The CARES Act contains a technical correction to a drafting error in the Tax Cuts and Jobs Act that required qualified improvement property (QIP) to be depreciated over 39 years, rendering such property ineligible for bonus depreciation. With the technical correction applying retroactively to 2018, QIP is now 15-year property and eligible for 100% bonus depreciation. This will provide immediate current cash flow benefits and relief to taxpayers, especially those in the retail, restaurant, and hospitality industries.
Several provisions in the law assist certain employers who keep employees on payroll even though the employees are not able or needed to work.
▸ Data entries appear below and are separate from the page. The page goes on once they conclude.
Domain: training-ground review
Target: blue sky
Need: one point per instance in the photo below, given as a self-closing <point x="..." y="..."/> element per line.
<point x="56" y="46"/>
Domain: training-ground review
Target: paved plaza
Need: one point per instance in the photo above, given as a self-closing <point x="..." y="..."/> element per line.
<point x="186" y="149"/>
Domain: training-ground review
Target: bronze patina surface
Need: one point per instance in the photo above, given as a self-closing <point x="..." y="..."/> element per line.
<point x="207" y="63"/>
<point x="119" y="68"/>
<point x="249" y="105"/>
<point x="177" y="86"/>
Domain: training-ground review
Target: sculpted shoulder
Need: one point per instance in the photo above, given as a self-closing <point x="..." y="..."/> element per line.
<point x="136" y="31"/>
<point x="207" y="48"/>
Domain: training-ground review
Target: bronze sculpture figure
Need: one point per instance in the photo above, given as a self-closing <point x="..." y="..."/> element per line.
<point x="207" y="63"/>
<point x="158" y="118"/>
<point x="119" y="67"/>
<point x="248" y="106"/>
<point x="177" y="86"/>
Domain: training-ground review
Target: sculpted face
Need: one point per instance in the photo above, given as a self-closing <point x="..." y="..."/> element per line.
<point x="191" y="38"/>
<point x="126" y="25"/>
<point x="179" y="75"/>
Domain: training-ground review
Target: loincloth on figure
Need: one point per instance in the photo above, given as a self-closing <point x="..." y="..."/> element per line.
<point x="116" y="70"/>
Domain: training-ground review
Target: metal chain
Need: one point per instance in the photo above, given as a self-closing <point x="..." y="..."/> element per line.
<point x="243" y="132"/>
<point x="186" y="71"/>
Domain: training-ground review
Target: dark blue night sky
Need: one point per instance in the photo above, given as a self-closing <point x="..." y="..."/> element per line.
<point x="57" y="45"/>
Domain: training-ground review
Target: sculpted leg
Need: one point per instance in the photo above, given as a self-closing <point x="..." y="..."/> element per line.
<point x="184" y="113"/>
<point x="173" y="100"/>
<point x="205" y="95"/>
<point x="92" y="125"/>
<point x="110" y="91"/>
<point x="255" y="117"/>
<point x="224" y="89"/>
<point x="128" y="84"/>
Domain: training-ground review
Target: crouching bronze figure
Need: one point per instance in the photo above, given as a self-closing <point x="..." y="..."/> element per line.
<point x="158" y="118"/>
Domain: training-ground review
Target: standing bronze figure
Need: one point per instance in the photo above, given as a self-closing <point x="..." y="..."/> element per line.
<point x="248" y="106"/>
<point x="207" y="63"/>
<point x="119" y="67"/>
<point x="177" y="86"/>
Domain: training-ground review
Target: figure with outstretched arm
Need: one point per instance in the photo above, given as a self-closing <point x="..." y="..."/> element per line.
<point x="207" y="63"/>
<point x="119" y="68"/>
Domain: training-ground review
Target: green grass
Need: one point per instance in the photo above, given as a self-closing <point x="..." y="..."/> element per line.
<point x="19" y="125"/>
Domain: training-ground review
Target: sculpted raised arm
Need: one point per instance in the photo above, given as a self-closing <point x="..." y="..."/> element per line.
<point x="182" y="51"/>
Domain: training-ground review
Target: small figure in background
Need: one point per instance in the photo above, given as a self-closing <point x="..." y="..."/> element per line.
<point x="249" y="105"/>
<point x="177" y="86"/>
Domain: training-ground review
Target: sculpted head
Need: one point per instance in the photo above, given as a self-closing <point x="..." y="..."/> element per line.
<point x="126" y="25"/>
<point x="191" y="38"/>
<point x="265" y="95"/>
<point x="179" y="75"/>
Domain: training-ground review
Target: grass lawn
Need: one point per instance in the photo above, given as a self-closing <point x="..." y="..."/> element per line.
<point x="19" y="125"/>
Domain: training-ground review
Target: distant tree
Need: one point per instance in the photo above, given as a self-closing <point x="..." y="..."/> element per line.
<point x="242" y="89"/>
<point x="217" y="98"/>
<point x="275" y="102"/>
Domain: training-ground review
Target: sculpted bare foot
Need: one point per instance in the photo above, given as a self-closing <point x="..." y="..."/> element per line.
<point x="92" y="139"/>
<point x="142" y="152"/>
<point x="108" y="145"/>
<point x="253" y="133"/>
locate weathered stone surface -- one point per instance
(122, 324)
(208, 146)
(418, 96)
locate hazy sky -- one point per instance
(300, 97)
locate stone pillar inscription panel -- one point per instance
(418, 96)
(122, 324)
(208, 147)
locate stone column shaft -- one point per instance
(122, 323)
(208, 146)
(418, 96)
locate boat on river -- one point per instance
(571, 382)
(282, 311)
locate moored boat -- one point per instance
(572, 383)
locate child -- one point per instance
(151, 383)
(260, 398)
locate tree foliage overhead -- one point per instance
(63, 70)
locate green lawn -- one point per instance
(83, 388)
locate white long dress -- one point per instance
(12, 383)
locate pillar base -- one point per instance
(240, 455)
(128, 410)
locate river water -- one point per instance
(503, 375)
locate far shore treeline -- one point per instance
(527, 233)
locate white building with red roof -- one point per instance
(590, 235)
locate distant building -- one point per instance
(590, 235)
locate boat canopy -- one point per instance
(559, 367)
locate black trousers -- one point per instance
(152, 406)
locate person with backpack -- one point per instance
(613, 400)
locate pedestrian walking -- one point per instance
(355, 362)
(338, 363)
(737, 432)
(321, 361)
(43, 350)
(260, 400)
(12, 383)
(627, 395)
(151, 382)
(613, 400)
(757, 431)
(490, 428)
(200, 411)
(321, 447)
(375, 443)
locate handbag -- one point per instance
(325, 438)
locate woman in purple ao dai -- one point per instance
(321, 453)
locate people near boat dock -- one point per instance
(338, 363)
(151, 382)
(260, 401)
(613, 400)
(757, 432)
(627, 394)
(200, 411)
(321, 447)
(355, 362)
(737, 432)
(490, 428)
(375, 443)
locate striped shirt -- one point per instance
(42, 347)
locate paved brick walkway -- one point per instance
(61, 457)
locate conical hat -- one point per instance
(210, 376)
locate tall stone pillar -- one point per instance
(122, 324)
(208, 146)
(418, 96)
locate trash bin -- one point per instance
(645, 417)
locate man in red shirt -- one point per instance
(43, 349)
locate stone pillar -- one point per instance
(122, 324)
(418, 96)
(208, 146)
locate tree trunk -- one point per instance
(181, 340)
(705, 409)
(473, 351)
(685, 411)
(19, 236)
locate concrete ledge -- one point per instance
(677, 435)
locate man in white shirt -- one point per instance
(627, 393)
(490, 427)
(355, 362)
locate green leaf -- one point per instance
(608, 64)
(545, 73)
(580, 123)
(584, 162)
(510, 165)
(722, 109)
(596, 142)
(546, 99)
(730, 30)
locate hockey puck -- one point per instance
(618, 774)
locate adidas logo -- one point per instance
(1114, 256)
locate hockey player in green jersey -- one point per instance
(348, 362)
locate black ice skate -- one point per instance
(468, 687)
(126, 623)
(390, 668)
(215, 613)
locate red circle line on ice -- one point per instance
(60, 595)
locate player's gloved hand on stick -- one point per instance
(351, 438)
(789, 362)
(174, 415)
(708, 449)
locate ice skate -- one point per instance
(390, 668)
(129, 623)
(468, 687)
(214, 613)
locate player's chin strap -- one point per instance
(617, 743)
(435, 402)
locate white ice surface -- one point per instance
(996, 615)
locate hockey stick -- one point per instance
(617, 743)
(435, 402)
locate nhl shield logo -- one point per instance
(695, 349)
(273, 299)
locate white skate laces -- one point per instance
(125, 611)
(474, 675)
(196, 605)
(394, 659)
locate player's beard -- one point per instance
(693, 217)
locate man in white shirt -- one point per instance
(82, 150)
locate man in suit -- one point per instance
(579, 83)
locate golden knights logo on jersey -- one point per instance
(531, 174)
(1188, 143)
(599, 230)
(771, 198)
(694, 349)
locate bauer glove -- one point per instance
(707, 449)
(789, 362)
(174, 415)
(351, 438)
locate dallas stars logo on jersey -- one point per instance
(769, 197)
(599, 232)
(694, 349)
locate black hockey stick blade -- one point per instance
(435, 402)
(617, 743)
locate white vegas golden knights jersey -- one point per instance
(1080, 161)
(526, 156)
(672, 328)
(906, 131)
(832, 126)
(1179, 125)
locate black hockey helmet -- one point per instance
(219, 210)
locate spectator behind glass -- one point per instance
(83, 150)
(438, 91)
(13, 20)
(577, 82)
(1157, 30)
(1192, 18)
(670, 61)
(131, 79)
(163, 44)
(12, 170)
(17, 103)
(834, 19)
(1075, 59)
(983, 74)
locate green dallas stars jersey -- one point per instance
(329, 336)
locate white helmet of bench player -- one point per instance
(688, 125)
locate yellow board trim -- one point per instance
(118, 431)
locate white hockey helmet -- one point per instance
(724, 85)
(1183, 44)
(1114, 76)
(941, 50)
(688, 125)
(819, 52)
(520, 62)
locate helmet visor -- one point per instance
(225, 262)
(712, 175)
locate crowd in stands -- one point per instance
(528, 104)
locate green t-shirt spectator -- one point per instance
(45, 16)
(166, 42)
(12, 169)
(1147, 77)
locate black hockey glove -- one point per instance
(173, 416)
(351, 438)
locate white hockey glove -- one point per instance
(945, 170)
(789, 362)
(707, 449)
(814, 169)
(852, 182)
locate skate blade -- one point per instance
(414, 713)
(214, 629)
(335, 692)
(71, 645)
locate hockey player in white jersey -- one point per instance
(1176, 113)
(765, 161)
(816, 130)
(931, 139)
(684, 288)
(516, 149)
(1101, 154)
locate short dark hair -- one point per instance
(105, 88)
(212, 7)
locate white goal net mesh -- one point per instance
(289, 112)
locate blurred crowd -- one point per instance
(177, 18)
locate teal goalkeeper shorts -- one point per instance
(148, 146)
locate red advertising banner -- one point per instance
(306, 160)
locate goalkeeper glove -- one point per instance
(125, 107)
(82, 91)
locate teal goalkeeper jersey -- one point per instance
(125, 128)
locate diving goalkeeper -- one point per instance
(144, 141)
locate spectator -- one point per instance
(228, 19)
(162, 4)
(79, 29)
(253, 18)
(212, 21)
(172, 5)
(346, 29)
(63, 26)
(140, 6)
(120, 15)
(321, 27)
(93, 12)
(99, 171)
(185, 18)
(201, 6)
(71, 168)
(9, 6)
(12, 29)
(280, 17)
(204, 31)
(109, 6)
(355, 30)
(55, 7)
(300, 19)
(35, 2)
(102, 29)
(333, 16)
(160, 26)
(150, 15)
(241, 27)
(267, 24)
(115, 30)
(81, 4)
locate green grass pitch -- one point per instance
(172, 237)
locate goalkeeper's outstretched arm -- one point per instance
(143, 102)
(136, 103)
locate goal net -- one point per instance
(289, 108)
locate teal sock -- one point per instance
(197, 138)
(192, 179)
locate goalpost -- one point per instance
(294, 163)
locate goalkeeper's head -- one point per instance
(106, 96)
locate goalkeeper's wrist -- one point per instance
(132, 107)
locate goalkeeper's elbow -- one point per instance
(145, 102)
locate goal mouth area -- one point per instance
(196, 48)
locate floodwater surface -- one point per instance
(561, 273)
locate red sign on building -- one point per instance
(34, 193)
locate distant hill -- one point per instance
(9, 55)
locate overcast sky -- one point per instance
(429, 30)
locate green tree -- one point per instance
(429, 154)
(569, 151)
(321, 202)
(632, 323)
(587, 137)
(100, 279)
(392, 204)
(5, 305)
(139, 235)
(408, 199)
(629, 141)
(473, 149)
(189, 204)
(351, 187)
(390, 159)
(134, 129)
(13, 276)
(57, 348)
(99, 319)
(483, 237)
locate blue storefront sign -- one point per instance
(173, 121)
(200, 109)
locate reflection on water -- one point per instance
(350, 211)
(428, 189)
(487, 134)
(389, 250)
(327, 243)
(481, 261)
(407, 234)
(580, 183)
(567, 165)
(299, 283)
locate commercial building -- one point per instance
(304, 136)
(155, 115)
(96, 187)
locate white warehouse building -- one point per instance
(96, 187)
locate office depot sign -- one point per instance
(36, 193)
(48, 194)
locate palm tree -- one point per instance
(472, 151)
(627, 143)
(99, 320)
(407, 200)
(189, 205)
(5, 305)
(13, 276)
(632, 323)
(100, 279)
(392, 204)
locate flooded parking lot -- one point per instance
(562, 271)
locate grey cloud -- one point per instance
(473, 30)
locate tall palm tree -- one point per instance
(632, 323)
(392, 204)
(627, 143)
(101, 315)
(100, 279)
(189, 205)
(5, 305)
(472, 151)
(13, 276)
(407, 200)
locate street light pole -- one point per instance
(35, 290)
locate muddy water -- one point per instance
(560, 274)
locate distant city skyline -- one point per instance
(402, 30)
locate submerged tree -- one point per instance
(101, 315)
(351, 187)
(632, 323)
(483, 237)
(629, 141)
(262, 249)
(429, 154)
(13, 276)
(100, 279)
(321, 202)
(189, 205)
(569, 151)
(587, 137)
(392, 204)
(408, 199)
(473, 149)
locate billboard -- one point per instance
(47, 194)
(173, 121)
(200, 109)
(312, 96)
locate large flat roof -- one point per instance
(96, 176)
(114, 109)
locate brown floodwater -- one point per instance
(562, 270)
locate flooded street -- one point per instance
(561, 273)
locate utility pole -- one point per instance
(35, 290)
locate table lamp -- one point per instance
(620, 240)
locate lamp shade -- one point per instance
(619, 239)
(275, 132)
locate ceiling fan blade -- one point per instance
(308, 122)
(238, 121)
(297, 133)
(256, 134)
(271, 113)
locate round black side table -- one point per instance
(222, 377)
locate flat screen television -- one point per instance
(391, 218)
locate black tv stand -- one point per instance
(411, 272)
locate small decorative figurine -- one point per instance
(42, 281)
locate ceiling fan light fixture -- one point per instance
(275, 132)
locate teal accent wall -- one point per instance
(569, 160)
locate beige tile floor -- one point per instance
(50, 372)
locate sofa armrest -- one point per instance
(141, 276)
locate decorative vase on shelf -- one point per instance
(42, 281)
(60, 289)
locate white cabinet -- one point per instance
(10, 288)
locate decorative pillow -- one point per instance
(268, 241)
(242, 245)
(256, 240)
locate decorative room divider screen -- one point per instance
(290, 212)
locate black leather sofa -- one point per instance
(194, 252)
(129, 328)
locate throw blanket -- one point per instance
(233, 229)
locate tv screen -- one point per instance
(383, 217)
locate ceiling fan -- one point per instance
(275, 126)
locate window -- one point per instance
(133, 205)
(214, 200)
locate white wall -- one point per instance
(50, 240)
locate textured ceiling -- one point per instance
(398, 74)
The cornerstone of the payroll protection aid is a streamlined application process for SBA loans that can be forgiven if an eligible employer maintains its workforce at certain levels.
Additionally, certain employers affected by the pandemic who retain their employees will receive a credit against payroll taxes for 50% of eligible employee wages paid or incurred from 13 March to 31 December 2020. This employee retention credit would be provided for as much as USD 10,000 of qualifying wages, including health benefits.
Eligible employers may defer remitting employer payroll tax payments that remain due for 2020 (after the credits are deducted), with half being due by 31 December 2021, and the balance due by 31 December 2022. Employers with fewer than 500 employees are also allowed to give terminated employees access to the mandated paid federal sick and child care leave benefits for which the employer is 100% reimbursed by the government through payroll tax credits if the employer rehires the qualifying employees.